Research and engineering teams dedicated to the modernization and innovation of medical alarms through auditory icons, adjustments to alarm character, and use of multisensory devices are crucial contributors to the prevention of alarm fatigue.

CONCLUSION

Anesthesia professionals play a critical role in monitoring a patient’s vital signs and adjusting the anesthetic care as needed to ensure the patient remains in a safe and stable condition. They are also trained to respond quickly to medical emergencies that may arise during a procedure. Both roles require medical alarms to be safe and effective.

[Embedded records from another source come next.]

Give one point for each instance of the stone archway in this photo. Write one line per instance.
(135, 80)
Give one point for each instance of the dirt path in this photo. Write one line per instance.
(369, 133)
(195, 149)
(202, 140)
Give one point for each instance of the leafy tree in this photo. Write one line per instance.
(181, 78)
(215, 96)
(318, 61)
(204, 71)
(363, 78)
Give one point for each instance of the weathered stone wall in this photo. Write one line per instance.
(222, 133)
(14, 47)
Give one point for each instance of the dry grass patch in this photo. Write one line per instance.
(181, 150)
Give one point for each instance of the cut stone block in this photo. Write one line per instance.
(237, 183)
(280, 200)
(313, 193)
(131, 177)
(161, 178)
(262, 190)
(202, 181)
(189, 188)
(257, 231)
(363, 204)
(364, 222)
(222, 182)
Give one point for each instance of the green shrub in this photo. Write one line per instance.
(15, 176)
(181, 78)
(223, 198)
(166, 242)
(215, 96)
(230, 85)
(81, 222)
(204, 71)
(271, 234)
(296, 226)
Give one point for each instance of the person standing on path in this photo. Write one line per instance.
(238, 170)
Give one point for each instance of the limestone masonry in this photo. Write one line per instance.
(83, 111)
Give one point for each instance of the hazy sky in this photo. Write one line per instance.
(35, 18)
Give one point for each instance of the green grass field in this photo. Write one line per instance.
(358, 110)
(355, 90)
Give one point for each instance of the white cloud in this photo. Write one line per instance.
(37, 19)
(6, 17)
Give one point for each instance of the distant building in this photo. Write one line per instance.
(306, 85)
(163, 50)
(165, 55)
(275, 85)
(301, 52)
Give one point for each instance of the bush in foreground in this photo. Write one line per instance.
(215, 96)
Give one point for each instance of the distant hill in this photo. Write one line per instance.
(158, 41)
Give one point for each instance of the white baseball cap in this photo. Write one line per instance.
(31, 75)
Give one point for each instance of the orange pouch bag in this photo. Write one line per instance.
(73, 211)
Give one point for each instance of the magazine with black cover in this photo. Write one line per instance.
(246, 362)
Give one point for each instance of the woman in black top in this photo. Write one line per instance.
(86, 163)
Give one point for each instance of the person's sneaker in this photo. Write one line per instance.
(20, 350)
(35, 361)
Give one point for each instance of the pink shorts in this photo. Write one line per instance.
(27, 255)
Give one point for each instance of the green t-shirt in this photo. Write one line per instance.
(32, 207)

This constant vigilance is essential to ensuring the best possible outcomes for patients undergoing medical procedures, making alarm design and optimization critical.

Patients in all medical settings rely on clinicians to care for and react to all their medical needs. Currently, the demanding workplace environment challenges staff with suboptimal alarm technology, contributing to alarm fatigue and burnout. By focusing on patient and provider safety, clinical workflow, and alarm technology, researchers, and policy makers can transform the medical alarm realm into one that is evidence-based and personnel-focused.

 

Kendall J. Burdick is a fourth-year medical student at the T.H. Chan School of Medicine School of Medicine and will begin her residency in pediatrics after receiving her MD.

Nathan Taber is a fourth-year medical student at the T.H. Chan School of Medicine and will be beginning his residency in anesthesiology after graduating medical school.

Kimberly Albanowski, MA is a clinical research coordinator II at Children’s Hospital of Philadelphia in the Section of Hospital Medicine.

Christopher P. Bonafide, MD, MSCE, is an academic pediatric hospitalist in the Section of Hospital Medicine at Children’s Hospital of Philadelphia, Director of Pediatric Implementation Research at the Penn Implementation Science Center at the Leonard Davis Institute for Health Economics and an associate professor at the ­University of Pennsylvania.

Joseph J. Schlesinger, MD, FCCM, is an associate professor in the Department of Anesthesiology and Division of Critical Care Medicine at Vanderbilt University School of Medicine, and adjunct professor of Electrical and Computer Engineering at McGill University in Montreal, Quebec, Canada.


The authors have no conflicts of interest.